LPs and MDPs

(I originally wrote this post in response to a student’s question for Georgia Tech’s CS 7642 Reinforcement Learning and Decision Making course.)

Solving MDPs via linear programming

Markov decision processes (MDPs) arise in control and reinforcement learning (RL) problems. Modulo notational and cultural differences, control and RL study many similar problems. I highly recommend checking out Ben Recht’s blog series An Outsider’s Tour of Reinforcement Learning for some quality commentary on the control versus RL divide.1

There are a variety of methods that we can use to solve MDPs, including value iteration, policy iteration, and linear programming. And when we say that MDPs are polynomial-time solvable, we’re implicitly relying on the fact that linear programs are polynomial-time solvable.

That said, linear programming solutions tend to be overlooked. As is often the case with linear programming formulations, the primal and dual problems provide perspective in the problem at hand.

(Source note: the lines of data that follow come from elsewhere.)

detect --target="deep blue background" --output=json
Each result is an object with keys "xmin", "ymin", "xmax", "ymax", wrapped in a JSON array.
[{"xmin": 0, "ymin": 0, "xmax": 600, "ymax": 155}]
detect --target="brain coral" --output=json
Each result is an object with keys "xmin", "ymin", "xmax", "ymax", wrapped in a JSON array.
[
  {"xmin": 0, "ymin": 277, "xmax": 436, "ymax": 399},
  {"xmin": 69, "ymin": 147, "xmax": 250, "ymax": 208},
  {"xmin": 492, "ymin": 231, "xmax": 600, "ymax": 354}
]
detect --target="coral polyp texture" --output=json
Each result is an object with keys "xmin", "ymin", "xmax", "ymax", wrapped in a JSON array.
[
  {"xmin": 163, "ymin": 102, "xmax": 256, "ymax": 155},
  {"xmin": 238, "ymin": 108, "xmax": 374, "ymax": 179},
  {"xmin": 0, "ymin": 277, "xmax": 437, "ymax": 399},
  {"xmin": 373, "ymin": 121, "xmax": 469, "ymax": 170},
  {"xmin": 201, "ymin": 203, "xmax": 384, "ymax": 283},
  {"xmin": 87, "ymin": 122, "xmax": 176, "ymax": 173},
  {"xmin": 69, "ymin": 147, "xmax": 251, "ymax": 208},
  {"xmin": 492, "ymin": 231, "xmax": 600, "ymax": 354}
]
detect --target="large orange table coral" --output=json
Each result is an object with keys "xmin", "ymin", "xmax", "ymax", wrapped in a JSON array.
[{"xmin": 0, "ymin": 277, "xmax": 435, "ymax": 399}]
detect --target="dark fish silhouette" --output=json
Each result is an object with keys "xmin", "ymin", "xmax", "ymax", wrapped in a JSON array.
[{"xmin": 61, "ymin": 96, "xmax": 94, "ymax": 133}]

In this post, we derive a dual that offers an network flow interpretation of an MDP. Let’s go.

Let’s say we have an MDP with $m$ states $s_1, \dots, s_m \in \mathcal{S}$ and $n$ actions $a_1, \dots, a_n \in \mathcal{A}$. We’ll write the value function $v(\cdot)$ as an $m$-dimensional vector $v \in \reals^m$ and the action value function $q(\cdot, \cdot) \in \reals^{m, n}$ matrix.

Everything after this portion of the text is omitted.